Wednesday 10 March 2010

Old, New, Borrowed, Blue …

Old …

Walking down Oxford Road this morning my MP3 player plucked Kirsty MacColl’s ‘Innocence’ from the depths and my God if it didn’t feel like a breath of fresh air on that dirty old road. As I said to my friend, I wanted to line dance and cry all at once. The video is here and if you think I can get enough of that banjo you're quite quite wrong.




My first brush with the desperately missed Ms MacColl was watching her do ‘Fifteen Minutes’ on French & Saunders in 1989 or 1990. She was wearing a Happy Mondays T shirt and playing her guitar and it all was so effortless with her smart, convoluted lyrics and typically understated voice, just gorgeous. I had it on video for ages. An act of criminal negligence means nobody has posted that particular performance on youtube or elsewhere, at least I haven’t been able to find it, so here, surprisingly, is Cerys Matthews having really quite a good stab at things (before Jools comes along and honkys all over it of course…)

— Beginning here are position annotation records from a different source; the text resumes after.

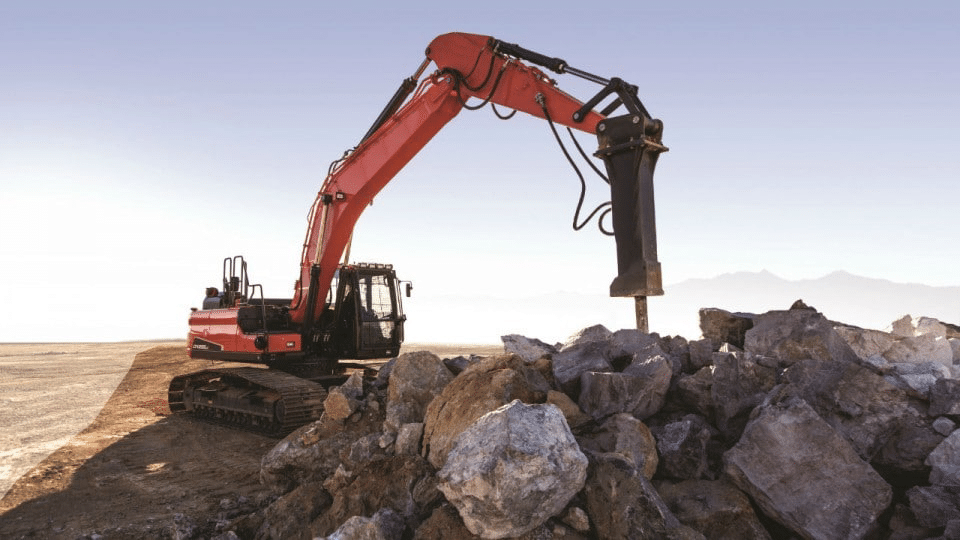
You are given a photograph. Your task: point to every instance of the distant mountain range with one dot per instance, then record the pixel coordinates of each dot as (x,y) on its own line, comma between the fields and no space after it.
(840,296)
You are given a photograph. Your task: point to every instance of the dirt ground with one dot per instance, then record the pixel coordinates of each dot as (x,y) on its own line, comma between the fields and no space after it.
(135,467)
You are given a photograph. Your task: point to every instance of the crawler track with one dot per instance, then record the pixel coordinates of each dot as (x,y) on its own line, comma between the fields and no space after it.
(266,401)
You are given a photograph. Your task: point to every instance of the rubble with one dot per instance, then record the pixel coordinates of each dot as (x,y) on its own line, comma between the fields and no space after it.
(771,425)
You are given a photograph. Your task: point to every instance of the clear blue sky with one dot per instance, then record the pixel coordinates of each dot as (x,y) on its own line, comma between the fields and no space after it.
(141,143)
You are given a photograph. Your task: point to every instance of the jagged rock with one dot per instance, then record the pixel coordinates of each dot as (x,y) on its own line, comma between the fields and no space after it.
(739,385)
(944,425)
(917,379)
(307,454)
(934,506)
(721,326)
(290,515)
(444,523)
(577,518)
(513,469)
(529,349)
(384,525)
(415,380)
(796,335)
(404,484)
(482,388)
(944,462)
(622,503)
(945,398)
(803,474)
(696,392)
(866,343)
(571,411)
(573,361)
(640,390)
(700,355)
(685,448)
(338,405)
(715,508)
(596,332)
(458,364)
(922,348)
(408,439)
(930,326)
(863,407)
(625,435)
(903,327)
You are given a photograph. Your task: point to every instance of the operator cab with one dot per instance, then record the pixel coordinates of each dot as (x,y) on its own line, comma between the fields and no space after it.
(365,319)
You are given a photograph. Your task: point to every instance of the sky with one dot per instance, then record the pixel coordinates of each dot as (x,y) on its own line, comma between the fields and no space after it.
(142,143)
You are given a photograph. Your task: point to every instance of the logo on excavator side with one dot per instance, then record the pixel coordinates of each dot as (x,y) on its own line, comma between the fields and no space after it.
(204,345)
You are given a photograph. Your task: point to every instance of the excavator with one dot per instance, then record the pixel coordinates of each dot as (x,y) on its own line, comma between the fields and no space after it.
(348,311)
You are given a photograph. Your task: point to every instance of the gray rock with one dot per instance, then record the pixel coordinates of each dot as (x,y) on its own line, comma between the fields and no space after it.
(512,470)
(415,380)
(922,348)
(404,484)
(863,407)
(802,473)
(944,462)
(480,389)
(384,525)
(739,385)
(622,503)
(625,435)
(944,425)
(796,335)
(593,333)
(722,326)
(715,508)
(573,361)
(529,349)
(934,506)
(684,447)
(866,343)
(290,515)
(408,438)
(917,379)
(571,411)
(308,454)
(696,392)
(701,355)
(641,390)
(945,398)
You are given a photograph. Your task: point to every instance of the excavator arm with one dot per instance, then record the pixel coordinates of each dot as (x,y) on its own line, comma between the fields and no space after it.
(480,67)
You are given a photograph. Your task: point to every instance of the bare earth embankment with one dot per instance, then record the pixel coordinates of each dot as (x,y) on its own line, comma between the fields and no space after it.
(131,463)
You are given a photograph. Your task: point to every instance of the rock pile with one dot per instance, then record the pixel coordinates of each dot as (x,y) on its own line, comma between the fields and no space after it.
(774,425)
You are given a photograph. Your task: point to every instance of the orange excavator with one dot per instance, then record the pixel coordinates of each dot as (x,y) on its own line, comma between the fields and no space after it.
(341,311)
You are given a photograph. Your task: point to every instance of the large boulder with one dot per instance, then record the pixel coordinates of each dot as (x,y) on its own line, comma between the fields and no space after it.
(739,385)
(512,470)
(721,326)
(530,349)
(404,484)
(715,508)
(686,448)
(482,388)
(625,435)
(803,474)
(416,378)
(944,462)
(622,503)
(640,390)
(797,334)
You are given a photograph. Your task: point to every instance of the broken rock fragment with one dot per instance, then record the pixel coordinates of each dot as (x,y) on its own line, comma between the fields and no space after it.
(512,470)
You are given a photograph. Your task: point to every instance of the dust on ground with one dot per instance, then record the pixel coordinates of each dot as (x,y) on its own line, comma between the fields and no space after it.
(136,466)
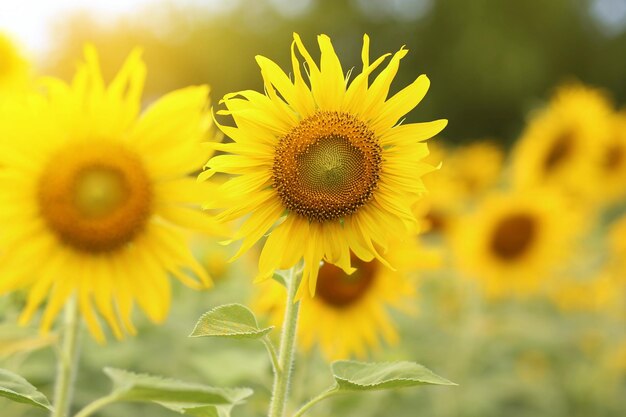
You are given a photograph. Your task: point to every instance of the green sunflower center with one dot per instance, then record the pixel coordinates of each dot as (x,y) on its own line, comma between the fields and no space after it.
(340,290)
(513,236)
(95,197)
(327,167)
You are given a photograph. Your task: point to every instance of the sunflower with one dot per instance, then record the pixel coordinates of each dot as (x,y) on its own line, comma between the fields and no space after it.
(610,171)
(562,143)
(94,196)
(598,293)
(512,242)
(326,164)
(353,310)
(14,68)
(458,182)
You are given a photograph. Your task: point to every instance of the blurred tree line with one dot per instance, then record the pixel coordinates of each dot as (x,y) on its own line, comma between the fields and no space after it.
(490,61)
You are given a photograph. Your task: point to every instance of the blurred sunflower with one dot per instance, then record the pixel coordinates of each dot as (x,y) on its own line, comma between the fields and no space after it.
(512,242)
(458,182)
(353,308)
(598,293)
(563,142)
(96,194)
(14,69)
(326,165)
(610,171)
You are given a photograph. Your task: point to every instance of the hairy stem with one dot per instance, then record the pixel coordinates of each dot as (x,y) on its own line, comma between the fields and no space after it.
(282,376)
(67,361)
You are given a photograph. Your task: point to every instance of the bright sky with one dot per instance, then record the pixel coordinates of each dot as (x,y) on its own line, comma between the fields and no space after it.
(28,21)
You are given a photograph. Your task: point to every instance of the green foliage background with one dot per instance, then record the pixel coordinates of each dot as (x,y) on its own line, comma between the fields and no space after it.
(490,63)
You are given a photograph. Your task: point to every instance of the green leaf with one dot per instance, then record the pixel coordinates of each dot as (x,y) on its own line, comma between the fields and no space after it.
(230,320)
(16,388)
(185,398)
(362,376)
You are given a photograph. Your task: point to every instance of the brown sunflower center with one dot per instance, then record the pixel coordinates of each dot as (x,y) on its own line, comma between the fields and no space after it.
(513,236)
(338,289)
(327,166)
(95,197)
(559,151)
(614,158)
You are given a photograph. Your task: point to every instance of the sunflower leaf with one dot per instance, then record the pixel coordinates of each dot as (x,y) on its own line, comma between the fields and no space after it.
(362,376)
(185,398)
(16,388)
(231,321)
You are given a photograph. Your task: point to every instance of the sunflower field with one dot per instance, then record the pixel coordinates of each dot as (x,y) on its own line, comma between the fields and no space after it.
(231,208)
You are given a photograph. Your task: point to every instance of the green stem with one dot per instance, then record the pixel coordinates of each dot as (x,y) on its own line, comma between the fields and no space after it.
(96,405)
(271,350)
(67,361)
(328,393)
(280,389)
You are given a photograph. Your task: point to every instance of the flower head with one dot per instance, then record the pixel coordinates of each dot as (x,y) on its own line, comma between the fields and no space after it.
(94,196)
(325,167)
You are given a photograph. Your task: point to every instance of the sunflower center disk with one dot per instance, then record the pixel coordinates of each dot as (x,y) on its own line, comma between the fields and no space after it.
(97,197)
(614,158)
(340,290)
(559,152)
(513,237)
(327,166)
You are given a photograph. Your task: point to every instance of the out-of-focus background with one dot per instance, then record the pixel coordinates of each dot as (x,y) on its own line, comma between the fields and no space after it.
(490,61)
(492,65)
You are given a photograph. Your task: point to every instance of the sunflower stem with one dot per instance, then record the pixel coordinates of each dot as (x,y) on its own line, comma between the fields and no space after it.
(271,351)
(282,376)
(67,361)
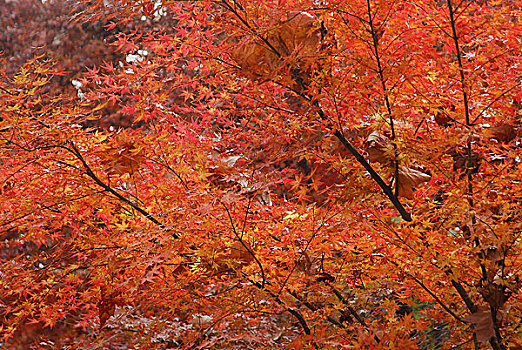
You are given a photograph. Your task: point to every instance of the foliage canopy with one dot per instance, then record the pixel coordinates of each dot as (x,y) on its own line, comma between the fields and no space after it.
(259,174)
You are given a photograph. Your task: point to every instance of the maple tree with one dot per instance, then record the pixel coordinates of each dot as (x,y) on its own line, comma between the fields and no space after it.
(240,174)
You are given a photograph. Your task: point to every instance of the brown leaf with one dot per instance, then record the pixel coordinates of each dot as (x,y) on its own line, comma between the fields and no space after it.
(240,253)
(408,179)
(294,36)
(502,132)
(379,148)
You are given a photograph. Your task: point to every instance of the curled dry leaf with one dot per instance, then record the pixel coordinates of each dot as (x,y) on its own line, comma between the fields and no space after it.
(380,149)
(294,36)
(483,323)
(460,159)
(408,179)
(502,132)
(122,155)
(240,253)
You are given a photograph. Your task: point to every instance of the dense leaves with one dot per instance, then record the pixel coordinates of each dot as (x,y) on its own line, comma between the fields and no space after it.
(259,174)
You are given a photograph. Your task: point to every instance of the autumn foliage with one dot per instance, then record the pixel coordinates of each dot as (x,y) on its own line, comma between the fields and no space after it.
(260,174)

The lyrics are a poem unto themselves, see here:

Seven times in seven days
I've sat and wished my life away
I know the greyness comes and goes
But the sun don't shine
And the snow don't snow

There's Suzy-Ann with her tits and curls
Where mediocrity excels
For those vicious boys and their boring girls
You know it makes me sick but it's a bozo's world

Then there's always the cash
Selling yourself for some trash
Smiling at people that you cannot stand
You're in demand
Your fifteen minutes start now

City banker looks are in
The heartless heart, the chinless chin
And you'd spill your beans for just a pint of gin
How you got so holy
And became so thin

In Sunday papers every week
The silly words you love to speak
The tacky photos and the phoney smiles
Well it's a bozo's world
And you're a bozo's child

Then there's always the cash
Selling yourself for some trash
Smiling at people that you cannot stand
You're in demand
Your fifteen minutes start now

Then there's always the fame!
Autographs now and again
People who saw you on Blankety Blank
Or in the bank
Your fifteen minutes start now

Warhol and Morrissey could not have said it better. Kirsty was mistress of the re-vamped cover version and sang, to my mind, two of the saddest songs ever recorded, namely ‘Fairytale Of New York’ and ‘Dear John’, which you must never listen to anywhere near a break up.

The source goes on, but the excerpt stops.